Prior to the within action, Plaintiffs commenced suit in the United States District Court against U-Haul International, Inc. and/or U-Haul Company of Western Michigan, American Drywall Company, Inc., and Joseph T. Obert, Jr. Judgment was ultimately entered in favor of the U-Haul defendants and entered against American Drywall Company and Joseph T. Obert.

On or about July 20, 1989, Tilcon filed a claim for declaratory judgment in the Providence County Superior Court (Civil Action 89-3933), seeking a declaration that Able and/or Able's liability insurance carrier, American Universal Insurance Company ("American Universal"), was required to defend and indemnify Tilcon with respect to the claims asserted in the Fratus accident. Able was insured by a special multi-peril policy issued by American Universal with policy limits of $500,000 per occurrence and $500,000 aggregate. According to the agreed statement of facts, the policy provided coverage to Able for, among other things, the cross-claims asserted against Able by Tilcon. The parties differ as to whether Tilcon was an additional insured under the policy Able had with American Universal. Pursuant to the subcontract between Tilcon and Able, Able was obligated under the terms of the contract to list Tilcon as an additional insured under Able's liability insurance policy and was obligated to acquire a Certificate of Insurance in Tilcon's name.
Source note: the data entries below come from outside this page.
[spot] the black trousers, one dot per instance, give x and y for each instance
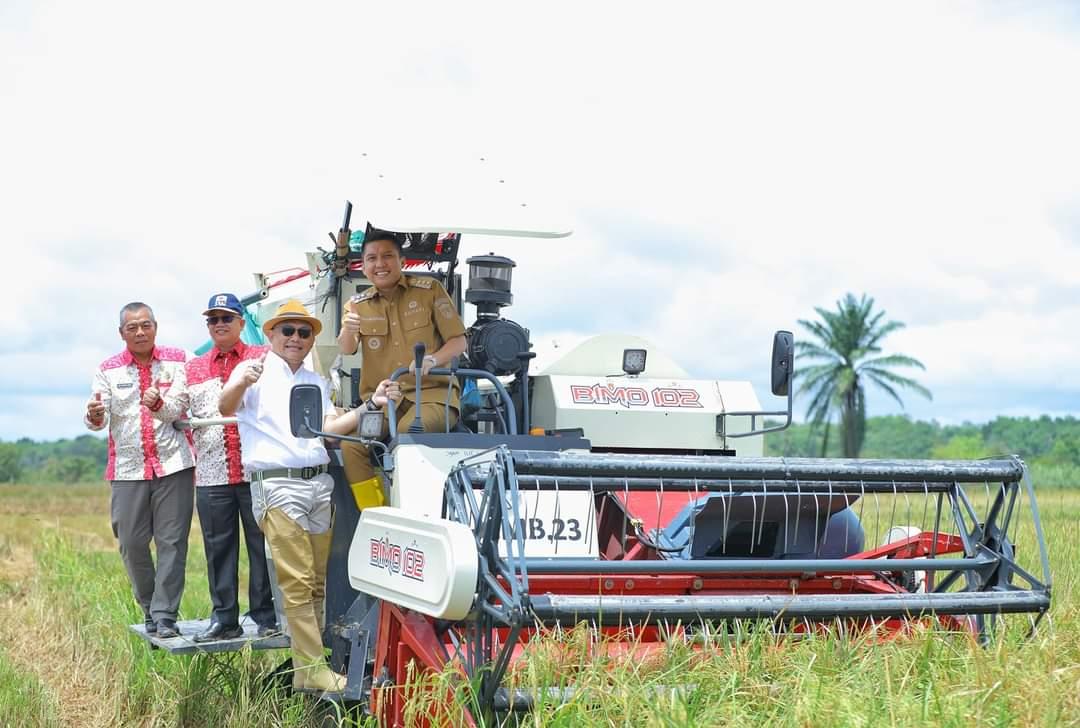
(221, 508)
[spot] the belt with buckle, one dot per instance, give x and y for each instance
(301, 473)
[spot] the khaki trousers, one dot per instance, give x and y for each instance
(299, 558)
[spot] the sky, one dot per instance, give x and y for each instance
(726, 169)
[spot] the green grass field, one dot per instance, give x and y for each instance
(67, 658)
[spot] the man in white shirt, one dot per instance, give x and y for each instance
(291, 488)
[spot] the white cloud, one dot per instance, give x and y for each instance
(726, 169)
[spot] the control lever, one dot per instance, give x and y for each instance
(449, 390)
(523, 377)
(418, 350)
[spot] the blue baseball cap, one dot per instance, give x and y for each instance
(224, 301)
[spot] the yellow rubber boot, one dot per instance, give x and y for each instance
(310, 671)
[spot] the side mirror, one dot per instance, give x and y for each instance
(783, 362)
(306, 410)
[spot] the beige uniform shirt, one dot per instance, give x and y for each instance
(420, 311)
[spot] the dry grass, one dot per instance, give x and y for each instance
(66, 657)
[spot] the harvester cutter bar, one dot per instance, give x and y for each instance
(1008, 470)
(635, 484)
(795, 566)
(621, 609)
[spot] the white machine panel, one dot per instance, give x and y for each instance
(646, 413)
(555, 524)
(427, 565)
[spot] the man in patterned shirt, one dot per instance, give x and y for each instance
(150, 463)
(223, 494)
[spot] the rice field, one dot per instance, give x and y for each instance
(67, 658)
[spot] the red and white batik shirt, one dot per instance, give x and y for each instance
(218, 446)
(143, 444)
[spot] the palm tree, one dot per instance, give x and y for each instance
(846, 356)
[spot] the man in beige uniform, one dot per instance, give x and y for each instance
(387, 321)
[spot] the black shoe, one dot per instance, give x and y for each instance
(218, 631)
(269, 630)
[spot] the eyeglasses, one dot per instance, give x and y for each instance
(227, 319)
(302, 332)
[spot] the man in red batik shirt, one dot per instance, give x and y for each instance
(150, 463)
(223, 491)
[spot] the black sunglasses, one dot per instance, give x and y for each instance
(227, 319)
(302, 332)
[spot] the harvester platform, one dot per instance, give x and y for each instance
(185, 644)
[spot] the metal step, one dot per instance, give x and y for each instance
(185, 644)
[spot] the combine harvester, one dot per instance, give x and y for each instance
(608, 488)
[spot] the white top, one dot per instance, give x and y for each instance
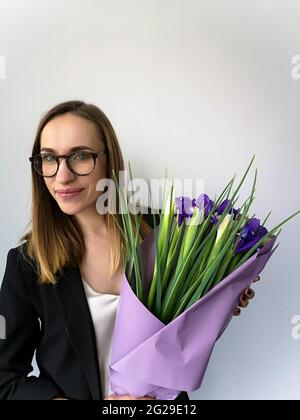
(103, 308)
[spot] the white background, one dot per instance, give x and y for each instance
(194, 86)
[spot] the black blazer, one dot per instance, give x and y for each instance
(55, 322)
While a Certificate of Insurance was issued in Tilcon's name, the policy makes no reference to Tilcon as an additional insured. (See Agreed Statement of Facts, p. 3, ¶ ¶ 9-12; p. 6, ¶ 29; and Agreed Statement of Facts Exhibits "B" and "C".)

Nonetheless, on or about August 10, 1989, American Universal agreed to defend and indemnify Tilcon in the Fratus action as an additional insured under the Able policy. As a result, Tilcon dismissed its declaratory judgment action against Able and American Universal. Subsequently, on or about January 8, 1991, a court of competent jurisdiction in Rhode Island determined American Universal to be insolvent. The Rhode Island Insurers' Insolvency Fund ("the Fund") stepped into the shoes of the insolvent insurer (American Universal) and became responsible for certain "covered claims," as defined in Chapter 34 of the Rhode Island General Laws. The Fund's Senior Claims Examiner, Mr. Daniel F. Healy, informed Tilcon in a letter dated March 12, 1991, that due to the insolvency of American Universal, the Fund would no longer honor American Universal's arrangement 3 to defend Tilcon in the Fratus action, because Tilcon "had coverage of its own for the above referenced accident." This other coverage to which Mr. Healy referred was a policy issued to Tilcon by Commercial Union Insurance ("CU"), which covered the claims asserted against Tilcon by the Fratus Plaintiffs. The policy limits of the CU policy were twenty million British pounds aggregate. (See Agreed Statement of Facts, p. 4, ¶ ¶ 15-19; and Agreed Statement of Facts Exhibit "E.")

On or about March 11, 1992, Tilcon commenced its cross-claim against Able for contribution and indemnification. At that time, Tilcon asserted that there was no other source of recovery for Tilcon other than through the Fund. Since the commencement of the cross-claim, Tilcon conceded that, in fact, there was insurance coverage with CU for plaintiffs' losses.

Prior to the resolution of the cross-claim, Tilcon and its liability carrier, CU, agreed to settle the claims asserted by the Fratus Plaintiffs in the Fratus action pursuant to the CU policy, and entered into a Settlement Agreement and General Release. Tilcon, CU, and Able agreed that the amount paid pursuant to the Settlement Agreement was fair and reasonable. Pursuant to the Settlement Agreement, the Fratus Plaintiffs agreed to accept less than the policy limits of the CU Policy, and the Fratus Plaintiffs agreed to release Tilcon and Able from any further claims relating to the accident. Neither Tilcon nor Able admitted any liability on the plaintiff's claim under the Settlement Agreement. Likewise, neither Tilcon nor Able admitted any liability for negligence in connection with the cross-claim. On or about October 29, 1993, the Providence County Superior Court entered the Dismissal Stipulation dismissing all claims brought by the Fratus Plaintiffs against Tilcon and Able. According to the parties, CU has made and continues to make all payments provided for in the Settlement Agreement to the Fratus Plaintiffs. By virtue of making such payments pursuant to the Settlement Agreement, CU is entitled to receive any amounts recovered in Tilcon's cross-claim against Able with the exception of any applicable deductible amount. (See Agreed Statement of Facts, pp. 5-6, para. 20-25)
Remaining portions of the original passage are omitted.